March 12th, 2007 | Category: The Writing Machine
Read it in: Español

dopo i brividi iniziali lungo la strada..
arrivo da te con il ventre semichiuso e la mente vuota..
non voglio niente.niente.niente..
voglio solo conoscere.sapere.conoscere..

..niente..

tremo..
e poi respiro lentamente..
guardo attentamente nel nero abissale dei tuoi occhi e non ho paura di..
condividere i silenzi mentre i pensieri di ognuno vagano in strade parallele.o chissà..

non serve che dici niente in più di quello che riesco a sentire da sola..
so rispettare gli spazi e il tempo..
l’equilibrio significa anche proporzione.armonia.giusto rapporto tra diverse parti di una sola cosa..

chissa’
forse
potrei

tutto si può.basta volere..
quando vuoi.e.quando voglio.. siano due strade che si incrociano..
tutto si può..

imparo in fretta.e cambi tattica..
o guardi.o giochi.. dicevo una volta..
ma io non sto più giocando.solo vivo..

le ore avanzano alla nostra velocità..
ma forse non ci stiamo spostando.restiamo sospesi in un non-luogo senza tempo..

sai dove.no?
non dimenticare la strada se vuoi ritornarci..

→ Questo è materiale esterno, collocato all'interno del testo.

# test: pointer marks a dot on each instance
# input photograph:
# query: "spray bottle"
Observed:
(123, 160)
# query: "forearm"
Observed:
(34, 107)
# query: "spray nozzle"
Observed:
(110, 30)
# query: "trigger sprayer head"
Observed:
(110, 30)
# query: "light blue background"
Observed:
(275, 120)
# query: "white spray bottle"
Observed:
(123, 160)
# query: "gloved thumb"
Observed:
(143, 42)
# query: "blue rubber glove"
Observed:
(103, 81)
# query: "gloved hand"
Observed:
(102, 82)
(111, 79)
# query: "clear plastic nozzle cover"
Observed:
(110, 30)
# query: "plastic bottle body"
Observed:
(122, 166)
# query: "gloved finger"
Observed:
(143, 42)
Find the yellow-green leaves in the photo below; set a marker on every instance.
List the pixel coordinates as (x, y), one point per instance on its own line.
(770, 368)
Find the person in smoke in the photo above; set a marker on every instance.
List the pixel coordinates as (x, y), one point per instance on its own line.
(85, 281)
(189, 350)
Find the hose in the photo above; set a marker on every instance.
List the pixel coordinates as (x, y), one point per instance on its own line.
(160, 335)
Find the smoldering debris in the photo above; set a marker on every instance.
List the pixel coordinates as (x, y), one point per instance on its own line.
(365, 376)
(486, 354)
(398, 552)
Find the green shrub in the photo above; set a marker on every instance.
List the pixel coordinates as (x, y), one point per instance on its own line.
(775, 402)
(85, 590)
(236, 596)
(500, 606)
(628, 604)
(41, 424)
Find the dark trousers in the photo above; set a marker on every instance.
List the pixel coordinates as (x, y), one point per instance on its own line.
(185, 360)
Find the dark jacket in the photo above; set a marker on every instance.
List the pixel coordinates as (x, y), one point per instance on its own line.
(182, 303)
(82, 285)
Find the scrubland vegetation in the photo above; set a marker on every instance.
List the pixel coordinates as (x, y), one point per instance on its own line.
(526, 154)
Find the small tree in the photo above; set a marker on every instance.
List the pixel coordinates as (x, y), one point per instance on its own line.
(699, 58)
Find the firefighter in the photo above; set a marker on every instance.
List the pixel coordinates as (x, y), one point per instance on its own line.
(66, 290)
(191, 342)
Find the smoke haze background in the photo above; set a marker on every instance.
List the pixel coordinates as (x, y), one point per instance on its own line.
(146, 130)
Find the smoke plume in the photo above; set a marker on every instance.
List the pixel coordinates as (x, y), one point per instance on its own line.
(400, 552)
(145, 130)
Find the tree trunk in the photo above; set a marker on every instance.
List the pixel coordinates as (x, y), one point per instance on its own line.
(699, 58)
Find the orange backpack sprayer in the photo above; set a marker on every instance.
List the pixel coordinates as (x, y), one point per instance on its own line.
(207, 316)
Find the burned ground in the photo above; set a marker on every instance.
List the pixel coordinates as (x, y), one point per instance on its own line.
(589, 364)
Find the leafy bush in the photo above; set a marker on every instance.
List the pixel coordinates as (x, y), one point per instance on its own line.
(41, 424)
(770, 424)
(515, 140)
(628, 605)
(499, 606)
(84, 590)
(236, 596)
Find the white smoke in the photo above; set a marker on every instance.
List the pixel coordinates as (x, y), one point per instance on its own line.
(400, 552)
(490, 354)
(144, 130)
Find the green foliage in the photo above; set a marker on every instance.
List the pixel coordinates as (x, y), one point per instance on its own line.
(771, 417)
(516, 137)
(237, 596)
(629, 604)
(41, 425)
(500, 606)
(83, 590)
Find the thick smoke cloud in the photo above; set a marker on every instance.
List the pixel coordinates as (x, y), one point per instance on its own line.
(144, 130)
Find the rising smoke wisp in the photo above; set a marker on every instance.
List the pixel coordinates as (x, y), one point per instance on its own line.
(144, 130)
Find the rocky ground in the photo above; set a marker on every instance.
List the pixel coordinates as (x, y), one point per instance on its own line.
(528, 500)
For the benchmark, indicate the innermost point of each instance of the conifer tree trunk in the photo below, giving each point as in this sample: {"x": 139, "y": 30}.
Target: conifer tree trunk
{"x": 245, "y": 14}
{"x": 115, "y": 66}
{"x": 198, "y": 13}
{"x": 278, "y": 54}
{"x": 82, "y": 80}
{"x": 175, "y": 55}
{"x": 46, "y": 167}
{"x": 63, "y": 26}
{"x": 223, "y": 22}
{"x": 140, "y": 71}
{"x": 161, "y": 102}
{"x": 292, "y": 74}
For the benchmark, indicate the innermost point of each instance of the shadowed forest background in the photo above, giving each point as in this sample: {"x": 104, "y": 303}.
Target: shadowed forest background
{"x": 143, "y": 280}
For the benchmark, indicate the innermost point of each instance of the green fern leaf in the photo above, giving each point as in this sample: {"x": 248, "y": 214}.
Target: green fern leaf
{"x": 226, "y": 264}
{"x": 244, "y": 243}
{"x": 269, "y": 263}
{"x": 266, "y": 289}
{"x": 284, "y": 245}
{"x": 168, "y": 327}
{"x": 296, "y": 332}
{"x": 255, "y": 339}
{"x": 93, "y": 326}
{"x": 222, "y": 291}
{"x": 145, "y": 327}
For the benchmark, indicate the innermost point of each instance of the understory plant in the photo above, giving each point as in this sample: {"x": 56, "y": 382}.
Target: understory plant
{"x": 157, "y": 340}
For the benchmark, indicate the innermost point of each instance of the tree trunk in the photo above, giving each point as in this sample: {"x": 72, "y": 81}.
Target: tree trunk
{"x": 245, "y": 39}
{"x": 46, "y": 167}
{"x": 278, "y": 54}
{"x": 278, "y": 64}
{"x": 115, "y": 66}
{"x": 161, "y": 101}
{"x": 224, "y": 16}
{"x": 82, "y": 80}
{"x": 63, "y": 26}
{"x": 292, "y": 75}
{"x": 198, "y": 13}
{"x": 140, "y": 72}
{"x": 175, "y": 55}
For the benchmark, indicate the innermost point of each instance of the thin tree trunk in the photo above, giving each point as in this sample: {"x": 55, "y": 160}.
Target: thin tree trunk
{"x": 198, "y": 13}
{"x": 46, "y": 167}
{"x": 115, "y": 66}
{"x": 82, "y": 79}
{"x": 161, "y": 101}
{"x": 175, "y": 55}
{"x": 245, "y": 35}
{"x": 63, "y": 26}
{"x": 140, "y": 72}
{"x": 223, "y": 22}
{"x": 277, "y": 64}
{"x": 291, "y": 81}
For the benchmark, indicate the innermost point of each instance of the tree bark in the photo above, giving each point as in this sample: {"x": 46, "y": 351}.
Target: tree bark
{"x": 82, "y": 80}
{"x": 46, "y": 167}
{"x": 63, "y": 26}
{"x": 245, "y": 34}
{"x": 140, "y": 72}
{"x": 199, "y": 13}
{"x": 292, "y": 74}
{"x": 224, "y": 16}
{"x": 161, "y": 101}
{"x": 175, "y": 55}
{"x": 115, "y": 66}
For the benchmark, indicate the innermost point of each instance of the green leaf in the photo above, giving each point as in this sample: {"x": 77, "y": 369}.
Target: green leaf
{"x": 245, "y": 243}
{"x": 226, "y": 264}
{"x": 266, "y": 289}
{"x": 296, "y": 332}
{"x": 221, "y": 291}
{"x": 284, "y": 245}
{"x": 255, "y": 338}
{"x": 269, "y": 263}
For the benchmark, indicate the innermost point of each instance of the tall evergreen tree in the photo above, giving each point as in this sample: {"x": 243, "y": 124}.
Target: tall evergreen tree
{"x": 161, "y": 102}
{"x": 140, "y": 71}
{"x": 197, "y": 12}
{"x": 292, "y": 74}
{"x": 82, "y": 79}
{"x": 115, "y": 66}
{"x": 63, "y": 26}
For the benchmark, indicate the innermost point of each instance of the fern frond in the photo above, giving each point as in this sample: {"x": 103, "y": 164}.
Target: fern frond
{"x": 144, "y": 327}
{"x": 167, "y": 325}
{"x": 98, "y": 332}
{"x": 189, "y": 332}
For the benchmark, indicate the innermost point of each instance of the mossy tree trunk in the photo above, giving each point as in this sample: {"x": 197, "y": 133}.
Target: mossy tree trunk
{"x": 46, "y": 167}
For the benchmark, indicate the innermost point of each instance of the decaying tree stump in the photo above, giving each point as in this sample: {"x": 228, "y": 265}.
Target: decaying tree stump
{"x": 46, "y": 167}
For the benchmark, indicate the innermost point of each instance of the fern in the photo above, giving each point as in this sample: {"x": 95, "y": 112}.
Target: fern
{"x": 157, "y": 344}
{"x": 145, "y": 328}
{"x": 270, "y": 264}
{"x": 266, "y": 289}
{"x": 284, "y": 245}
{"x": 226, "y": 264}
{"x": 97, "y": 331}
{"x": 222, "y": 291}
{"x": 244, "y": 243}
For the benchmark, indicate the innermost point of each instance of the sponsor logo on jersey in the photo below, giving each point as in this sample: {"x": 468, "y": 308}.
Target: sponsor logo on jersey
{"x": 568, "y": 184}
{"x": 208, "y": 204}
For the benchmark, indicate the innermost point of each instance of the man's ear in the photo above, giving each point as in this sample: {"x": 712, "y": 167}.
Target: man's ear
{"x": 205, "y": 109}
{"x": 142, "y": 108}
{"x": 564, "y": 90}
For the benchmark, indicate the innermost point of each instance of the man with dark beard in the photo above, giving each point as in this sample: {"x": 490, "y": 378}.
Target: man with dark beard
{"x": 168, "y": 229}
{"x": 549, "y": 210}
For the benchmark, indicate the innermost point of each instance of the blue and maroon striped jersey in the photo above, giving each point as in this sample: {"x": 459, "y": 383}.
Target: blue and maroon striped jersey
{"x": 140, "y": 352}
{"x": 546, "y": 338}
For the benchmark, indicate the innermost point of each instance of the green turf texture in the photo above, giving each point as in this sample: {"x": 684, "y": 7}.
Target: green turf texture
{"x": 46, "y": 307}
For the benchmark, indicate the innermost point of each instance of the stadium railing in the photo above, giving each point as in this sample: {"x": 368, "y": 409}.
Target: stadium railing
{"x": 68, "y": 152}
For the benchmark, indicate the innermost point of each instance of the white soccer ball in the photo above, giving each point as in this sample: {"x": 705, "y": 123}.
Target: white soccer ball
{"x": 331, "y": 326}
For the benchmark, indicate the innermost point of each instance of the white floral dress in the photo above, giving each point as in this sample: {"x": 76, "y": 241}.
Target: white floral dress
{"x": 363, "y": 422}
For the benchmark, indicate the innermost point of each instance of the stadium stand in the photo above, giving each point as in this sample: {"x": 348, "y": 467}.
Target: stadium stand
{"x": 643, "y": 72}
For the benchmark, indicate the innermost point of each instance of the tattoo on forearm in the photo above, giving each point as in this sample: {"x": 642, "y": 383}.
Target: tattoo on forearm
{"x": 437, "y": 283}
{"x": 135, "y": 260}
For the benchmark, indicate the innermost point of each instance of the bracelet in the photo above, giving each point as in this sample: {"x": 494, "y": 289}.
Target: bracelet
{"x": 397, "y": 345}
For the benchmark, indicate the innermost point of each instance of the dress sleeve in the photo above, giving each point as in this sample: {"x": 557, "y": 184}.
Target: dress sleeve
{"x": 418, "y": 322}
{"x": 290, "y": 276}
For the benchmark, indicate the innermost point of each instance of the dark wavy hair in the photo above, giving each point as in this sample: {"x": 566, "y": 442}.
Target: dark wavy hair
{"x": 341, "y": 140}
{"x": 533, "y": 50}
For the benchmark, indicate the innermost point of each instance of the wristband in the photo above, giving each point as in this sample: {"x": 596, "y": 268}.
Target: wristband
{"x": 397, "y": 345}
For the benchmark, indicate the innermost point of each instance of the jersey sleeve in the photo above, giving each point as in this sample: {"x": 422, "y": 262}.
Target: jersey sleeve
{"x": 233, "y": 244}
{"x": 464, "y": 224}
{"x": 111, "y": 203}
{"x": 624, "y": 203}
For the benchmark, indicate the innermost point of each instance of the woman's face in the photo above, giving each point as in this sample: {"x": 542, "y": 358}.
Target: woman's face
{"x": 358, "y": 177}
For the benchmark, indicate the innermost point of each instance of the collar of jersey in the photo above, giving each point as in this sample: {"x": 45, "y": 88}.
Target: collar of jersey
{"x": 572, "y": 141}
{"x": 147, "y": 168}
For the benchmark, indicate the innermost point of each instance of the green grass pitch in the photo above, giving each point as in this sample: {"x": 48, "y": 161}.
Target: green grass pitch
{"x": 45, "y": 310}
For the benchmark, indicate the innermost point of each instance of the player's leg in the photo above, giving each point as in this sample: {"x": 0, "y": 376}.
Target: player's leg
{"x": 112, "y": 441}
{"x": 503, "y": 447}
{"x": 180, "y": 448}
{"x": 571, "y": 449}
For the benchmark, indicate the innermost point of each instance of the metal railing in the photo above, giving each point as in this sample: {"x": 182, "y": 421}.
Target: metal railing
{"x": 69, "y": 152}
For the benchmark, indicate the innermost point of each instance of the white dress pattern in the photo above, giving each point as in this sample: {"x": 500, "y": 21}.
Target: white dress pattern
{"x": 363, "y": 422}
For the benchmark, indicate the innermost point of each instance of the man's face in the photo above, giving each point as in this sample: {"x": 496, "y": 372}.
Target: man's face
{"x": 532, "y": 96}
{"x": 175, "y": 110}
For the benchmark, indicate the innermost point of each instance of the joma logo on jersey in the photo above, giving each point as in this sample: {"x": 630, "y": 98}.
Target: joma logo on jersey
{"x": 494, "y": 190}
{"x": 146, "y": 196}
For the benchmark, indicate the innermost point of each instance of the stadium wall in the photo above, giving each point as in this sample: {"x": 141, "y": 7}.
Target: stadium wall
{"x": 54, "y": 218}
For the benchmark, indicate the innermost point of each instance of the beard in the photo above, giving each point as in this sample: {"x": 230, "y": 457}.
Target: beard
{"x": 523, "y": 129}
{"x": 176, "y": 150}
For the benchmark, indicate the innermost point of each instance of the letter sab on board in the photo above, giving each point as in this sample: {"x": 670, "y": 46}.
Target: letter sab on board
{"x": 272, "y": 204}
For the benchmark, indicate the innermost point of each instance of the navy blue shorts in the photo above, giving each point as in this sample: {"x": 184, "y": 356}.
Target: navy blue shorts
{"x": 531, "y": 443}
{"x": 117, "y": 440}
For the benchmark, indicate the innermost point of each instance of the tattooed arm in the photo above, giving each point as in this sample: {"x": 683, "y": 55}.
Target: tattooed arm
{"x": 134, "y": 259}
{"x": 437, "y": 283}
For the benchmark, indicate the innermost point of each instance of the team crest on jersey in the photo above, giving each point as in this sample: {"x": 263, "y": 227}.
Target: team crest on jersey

.magari.potrei.farti.un.disegno.

resta vuota una parte di te dove si possa ancora scrivere qualcosa?

gocce di alcol di sapori improbabili sparate direttamente in gola annebbiano la chiarezza di quei momenti in cui sono riuscita ad uscire di me stessa.al limite..
o sei stato te a portarmi?

e tutto ciò che rimane in me sono gli sguardi.il tatto della tua pelle che scivola sopra la mia.il tuo sapore.agrodolce.sulla lingua.l’odore del tuo corpo.. e le urla.che riesci.a strapparmi..

e resta vuota una parte di me dove si può sempre scrivere qualcosa..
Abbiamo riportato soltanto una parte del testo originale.